In our study with MSM, first factor, showed in general low scores, which suggests, contrary to other populations [25, 36], that in MSM specifically, SC produces low interference in the daily life. Specific factors, capable to break down this balance, should be investigated in order to better understand and also manage unbalance situations, playing an important role on the development and maintenance of sexually compulsive behavior in this population [17]. Second factor in our sample showed the existence of difficulties to control impulses in thinking about sex at work and in general. Some research suggest the need to explore the impact of negative mood on the tendency to specifically seek out sex as a form of distraction, for validation or to obtain emotional support [24]. Rooney et al. [19] found sexual compulsivity associated to depression and anxiety, These findings led us to focus on the important role of the impulse control of SC in MSM, when it comes to design specific interventions related to self-care.

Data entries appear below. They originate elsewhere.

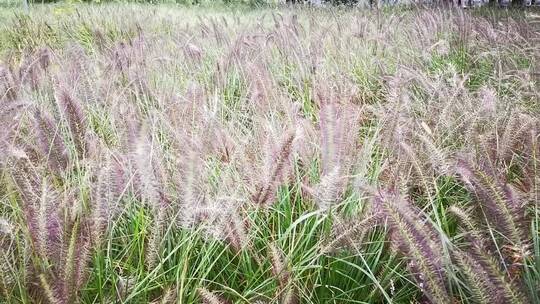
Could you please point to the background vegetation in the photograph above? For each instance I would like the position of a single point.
(159, 154)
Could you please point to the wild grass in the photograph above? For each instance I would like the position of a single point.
(159, 154)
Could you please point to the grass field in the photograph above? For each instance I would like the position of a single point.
(174, 154)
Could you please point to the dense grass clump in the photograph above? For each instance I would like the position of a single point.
(166, 155)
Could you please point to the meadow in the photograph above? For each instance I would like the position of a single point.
(218, 154)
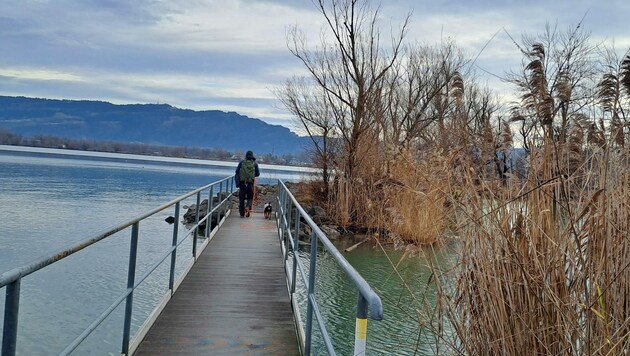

Finally, in terms of reliability, the factors resulting from this study present a high internal consistency: α = 0.86 for the factor Interference of sexual behaviorus and α = 0.90 for the factor Failure to control sexual impulses. In the validation with Spanish general population [28], internal consistency in total scale was α = 0.84. Our result is very similar than the pilot study of the scale undertaken by Kalichman et al. [9], in which participants were sexually active men who considered themselves homosexual (α = 0.89). It has also been similar than the original study by Kalichman and Rompa [6] of gay men (α = 0.86) and of primarily African American men and women in inner-city areas on low incomes (α = 0.88). In the study of Dodge et al. [10] among students aged 18 to 25 years old, reliability was α = 0.82.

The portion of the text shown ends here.